そうでもないかな。というか、なにをやっても橘高なんだなっていうことに気づいた収穫だったかな。ソロ活動をしても、その前後に筋少でギターを弾いても、やっていることは変わらないんだなって。アルージュが解散したときには、自分のスタイルがないんじゃないかと思ったけれど、気がついたら、自分でもわかるくらいのものができあがっちゃっていて、“なるほど。あとはこれを切磋琢磨していくんだろうな”っていうのに気づいた時期だった。それに対して誇りを感じたりもしたしね。当然、ヴォーカルが大槻じゃないから、それに見合った曲を書いたりしていたけどね。あくまでもオレはバンド・ギタリストだから、ヴォーカリストのために曲を書いたりしていて、筋少では大槻のことを考えた曲を書いているしさ。でも、ギターとしての行きかたそのものは基本的に変わらないなって思って、そういうのがオレだと思ってくれているファンのこともわかるようになったしね。あとは、どうしたらそれを匠の域にまで持っていけるんだろうかっていう。

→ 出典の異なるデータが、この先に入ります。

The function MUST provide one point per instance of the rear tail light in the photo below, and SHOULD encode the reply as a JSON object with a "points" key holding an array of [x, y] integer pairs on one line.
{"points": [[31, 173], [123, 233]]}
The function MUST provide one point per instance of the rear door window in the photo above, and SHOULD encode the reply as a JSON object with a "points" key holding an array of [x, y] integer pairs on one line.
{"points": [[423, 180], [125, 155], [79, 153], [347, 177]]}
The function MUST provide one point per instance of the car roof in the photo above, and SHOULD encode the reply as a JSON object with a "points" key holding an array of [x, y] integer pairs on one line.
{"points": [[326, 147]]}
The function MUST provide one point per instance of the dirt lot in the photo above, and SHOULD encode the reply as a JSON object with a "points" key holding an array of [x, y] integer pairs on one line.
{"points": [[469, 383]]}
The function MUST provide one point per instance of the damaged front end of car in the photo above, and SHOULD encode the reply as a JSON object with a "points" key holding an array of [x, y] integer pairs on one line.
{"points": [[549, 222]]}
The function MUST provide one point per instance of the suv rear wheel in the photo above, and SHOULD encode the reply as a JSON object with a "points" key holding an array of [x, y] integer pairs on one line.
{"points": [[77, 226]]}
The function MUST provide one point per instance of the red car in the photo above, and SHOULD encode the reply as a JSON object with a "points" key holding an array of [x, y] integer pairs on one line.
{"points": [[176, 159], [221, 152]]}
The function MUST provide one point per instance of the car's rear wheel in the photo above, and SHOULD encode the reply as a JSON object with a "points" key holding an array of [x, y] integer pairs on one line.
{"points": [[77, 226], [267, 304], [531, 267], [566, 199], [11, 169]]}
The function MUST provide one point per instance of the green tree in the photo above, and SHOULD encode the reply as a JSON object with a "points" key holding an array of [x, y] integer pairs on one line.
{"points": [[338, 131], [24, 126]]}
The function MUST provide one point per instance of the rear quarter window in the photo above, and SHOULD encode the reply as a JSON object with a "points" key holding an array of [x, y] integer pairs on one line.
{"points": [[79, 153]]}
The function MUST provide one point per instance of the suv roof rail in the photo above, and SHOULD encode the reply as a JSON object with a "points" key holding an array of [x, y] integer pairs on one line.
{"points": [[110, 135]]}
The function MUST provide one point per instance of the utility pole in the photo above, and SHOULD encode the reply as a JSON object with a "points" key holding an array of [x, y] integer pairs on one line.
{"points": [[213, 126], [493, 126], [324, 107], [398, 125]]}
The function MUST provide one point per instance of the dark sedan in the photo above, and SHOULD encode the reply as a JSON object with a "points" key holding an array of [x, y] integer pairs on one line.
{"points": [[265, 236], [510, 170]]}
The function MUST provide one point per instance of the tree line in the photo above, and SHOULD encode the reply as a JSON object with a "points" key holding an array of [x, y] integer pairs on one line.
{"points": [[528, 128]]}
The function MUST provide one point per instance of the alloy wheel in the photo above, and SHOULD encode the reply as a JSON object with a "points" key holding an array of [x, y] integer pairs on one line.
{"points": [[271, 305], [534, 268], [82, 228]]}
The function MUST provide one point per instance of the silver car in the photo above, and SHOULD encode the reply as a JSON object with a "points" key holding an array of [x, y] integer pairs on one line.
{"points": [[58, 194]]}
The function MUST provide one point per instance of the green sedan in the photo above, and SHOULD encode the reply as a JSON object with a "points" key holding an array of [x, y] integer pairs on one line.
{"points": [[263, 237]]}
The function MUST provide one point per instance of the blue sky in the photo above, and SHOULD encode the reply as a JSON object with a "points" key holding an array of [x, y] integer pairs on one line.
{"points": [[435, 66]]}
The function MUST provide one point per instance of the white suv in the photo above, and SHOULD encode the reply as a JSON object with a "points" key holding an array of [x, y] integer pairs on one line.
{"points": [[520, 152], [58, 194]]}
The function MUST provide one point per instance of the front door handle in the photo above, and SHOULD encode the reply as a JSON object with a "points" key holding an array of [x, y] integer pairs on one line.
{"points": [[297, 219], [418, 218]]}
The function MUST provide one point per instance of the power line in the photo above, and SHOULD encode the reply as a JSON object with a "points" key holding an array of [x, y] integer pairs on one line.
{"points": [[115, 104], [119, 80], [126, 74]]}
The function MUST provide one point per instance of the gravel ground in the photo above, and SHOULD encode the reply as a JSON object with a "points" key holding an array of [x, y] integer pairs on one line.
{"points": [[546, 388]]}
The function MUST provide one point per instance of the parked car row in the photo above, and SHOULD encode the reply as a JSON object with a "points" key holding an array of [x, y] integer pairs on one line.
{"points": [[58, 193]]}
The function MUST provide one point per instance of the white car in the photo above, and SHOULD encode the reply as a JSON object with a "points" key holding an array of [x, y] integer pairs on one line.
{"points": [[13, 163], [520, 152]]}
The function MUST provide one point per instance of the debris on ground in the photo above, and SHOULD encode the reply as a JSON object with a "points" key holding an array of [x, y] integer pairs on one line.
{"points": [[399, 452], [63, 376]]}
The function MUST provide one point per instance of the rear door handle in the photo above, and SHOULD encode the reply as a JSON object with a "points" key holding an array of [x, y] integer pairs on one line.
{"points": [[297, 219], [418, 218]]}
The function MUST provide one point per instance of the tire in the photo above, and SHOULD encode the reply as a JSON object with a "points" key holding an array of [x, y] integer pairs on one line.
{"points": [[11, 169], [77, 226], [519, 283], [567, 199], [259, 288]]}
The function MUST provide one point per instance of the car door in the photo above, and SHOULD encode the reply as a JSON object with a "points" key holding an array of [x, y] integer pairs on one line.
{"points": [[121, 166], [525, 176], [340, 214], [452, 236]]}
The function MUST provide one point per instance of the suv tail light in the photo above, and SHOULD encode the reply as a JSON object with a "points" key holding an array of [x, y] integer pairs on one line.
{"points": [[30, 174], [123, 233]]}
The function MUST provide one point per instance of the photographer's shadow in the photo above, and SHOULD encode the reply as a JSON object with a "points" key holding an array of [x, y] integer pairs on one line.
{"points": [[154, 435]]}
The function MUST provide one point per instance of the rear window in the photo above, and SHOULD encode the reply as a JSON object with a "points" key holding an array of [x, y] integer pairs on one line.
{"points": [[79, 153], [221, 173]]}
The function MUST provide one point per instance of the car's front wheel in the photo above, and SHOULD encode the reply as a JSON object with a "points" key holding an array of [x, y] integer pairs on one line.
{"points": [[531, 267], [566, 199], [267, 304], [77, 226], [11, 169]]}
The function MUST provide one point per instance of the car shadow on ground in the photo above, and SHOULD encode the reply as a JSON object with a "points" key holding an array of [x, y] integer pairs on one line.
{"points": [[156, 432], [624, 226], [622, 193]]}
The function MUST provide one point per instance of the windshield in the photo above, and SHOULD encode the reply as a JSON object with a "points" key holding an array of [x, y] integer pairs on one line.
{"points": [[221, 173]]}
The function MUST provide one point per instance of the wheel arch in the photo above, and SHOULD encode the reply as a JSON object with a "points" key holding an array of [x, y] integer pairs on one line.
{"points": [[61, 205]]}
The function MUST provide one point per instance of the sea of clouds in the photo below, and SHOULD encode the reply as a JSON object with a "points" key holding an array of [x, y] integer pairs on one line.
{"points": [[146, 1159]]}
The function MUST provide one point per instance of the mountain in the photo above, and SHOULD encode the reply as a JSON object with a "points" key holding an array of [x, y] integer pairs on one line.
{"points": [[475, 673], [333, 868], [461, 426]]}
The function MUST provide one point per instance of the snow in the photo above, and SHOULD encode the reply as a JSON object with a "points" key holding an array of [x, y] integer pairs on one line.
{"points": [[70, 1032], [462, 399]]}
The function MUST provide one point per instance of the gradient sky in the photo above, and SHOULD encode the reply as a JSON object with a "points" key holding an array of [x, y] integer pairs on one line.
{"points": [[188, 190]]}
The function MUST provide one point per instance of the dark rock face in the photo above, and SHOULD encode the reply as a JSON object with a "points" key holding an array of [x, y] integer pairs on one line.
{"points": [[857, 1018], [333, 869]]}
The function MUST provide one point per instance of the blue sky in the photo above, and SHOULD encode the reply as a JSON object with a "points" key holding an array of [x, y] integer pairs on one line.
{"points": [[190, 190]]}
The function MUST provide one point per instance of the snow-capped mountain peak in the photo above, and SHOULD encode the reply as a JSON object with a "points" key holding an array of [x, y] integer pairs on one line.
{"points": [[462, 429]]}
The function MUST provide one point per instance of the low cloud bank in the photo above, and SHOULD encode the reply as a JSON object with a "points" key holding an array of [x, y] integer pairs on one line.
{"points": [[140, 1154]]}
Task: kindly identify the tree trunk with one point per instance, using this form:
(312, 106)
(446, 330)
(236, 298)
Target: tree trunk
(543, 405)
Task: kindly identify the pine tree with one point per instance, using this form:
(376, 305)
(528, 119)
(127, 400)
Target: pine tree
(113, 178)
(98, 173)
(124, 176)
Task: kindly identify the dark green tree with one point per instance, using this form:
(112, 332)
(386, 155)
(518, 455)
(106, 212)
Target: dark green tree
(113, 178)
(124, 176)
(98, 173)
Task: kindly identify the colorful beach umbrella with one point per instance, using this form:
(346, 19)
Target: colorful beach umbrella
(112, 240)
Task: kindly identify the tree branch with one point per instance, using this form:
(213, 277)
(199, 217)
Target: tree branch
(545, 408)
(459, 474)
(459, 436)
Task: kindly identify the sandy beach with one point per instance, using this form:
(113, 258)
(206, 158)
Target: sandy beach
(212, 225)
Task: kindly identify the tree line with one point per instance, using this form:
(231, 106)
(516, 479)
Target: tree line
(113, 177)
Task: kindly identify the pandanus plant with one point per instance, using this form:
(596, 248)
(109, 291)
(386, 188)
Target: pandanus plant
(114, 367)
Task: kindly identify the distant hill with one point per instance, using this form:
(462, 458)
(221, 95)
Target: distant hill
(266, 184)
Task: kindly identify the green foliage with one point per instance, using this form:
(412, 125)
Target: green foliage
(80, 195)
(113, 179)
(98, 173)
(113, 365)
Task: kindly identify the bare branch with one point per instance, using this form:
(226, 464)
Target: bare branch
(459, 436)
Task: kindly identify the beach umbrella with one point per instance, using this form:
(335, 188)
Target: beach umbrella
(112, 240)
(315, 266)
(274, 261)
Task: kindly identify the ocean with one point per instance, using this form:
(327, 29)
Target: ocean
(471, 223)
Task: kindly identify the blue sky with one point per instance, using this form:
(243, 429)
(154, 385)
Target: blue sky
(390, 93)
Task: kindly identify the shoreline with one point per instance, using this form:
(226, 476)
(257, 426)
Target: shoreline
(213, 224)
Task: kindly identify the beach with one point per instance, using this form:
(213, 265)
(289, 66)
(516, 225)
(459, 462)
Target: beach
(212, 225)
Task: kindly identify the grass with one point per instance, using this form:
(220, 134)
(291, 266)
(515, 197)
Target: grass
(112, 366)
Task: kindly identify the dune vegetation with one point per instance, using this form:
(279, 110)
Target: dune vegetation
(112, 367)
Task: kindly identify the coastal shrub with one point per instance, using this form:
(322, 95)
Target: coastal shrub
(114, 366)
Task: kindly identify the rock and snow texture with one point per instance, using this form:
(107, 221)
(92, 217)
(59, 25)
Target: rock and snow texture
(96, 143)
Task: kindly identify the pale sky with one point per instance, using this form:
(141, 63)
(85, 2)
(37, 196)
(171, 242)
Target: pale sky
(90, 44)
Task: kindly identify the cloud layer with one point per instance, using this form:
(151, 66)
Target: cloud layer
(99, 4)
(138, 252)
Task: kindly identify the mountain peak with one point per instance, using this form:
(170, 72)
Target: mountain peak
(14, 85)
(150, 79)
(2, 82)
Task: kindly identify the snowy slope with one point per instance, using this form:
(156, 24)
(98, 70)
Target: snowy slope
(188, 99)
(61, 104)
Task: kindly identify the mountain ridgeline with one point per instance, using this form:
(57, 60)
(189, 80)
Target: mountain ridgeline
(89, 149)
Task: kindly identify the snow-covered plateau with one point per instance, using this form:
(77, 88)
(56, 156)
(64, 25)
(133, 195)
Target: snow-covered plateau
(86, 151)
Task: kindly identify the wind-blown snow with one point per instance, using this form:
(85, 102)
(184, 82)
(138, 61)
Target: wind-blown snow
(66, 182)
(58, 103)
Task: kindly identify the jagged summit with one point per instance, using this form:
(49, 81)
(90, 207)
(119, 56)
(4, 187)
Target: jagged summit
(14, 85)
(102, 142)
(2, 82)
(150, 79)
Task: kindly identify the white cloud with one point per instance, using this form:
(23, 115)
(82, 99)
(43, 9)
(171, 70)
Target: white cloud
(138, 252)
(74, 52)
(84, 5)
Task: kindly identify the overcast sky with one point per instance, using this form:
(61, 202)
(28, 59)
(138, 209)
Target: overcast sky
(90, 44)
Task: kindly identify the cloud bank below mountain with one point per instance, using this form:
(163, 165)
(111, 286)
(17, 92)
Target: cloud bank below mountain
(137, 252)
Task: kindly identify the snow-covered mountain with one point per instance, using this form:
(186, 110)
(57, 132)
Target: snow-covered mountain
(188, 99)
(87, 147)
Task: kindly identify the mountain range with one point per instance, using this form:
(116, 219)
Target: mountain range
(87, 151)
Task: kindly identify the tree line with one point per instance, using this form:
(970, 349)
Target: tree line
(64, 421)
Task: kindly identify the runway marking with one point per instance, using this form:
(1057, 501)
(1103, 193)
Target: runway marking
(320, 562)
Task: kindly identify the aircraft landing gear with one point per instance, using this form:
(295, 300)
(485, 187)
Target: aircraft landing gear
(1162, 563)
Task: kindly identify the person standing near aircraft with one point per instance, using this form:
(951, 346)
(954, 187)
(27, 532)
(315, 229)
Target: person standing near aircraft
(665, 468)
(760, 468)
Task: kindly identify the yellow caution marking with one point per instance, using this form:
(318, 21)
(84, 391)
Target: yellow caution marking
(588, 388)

これは結論になっちゃうけれど、時代を追って音楽性やルックスを変えざるをえない人もいると思う。おそらく、そういう人は真ん中を歩いている人だと思う。また、そういう人でなければ、真ん中は歩けないだろうしね。
オレはずっと、好む好まざるに関係なく、カウンターな人生を歩いてきたからかもわからないけど、自分のやりたいことっていうのは、そんなにちょこちょこ変えられないし、10年や20年じゃ、やっても追いつかないんだよね。で、小学校から中学校のときに考えていたようなことに、ようやく追いついてきたのかなって思ったのが、ユーフォリアのころだよね。あとは、そこにまだ深みが足りないなって思ったけどね。

どれだけ長生きしたとしても、人生なんて100年。100年で音楽スタイルが変わるようなアーティストのアルバムなんて、オレは欲しくない。おごった言いかたかもしれないけれど、昔のバッハの曲はいまでもちゃんと聴けるわけでしょう。自分が一生けんめいに追求したものならば、きっと聴いてもらえるだろうっていう道を歩いていこうと決意したのが、その時期だったね。やっと見つけたくらいのところだったよね。

――あとは、100歳になったときに、はたして昔どおりに指が動いてくれるかどうかだね。

それは問題だよね。いまのところ、昔弾けていたフレーズで、いま弾けなくなったっていうのはないからね。それをちょっと心配していたんだけれどね。スタジオで弾くことっていったら、いつでも限界への挑戦みたいなところがあるから、40歳とか50歳になったらどうなんだろうってね。でも、いまでも昔のものが弾けるからね。ホントは、テクニックやスピードがよこばいになって、昔のものが弾けなくなって初めていぶし銀になれるんだろうと思うけどね。もし、昔のものが弾けなくなっちゃったら、自分で喜ぶと思う。でも、まだ弾けるからねぇ。

――それは単純に肉体が衰えていったからかもしれないでしょ?

でも、肉体が衰えていくのも人生だからさぁ。たとえば、短距離の選手が40歳になって、20代のころと同じスピードで走ったらおかしいでしょ。なのに、ギターを弾くっていう筋肉においては、それができているから、オレもがんばっているんだなぁって思うよ(笑)。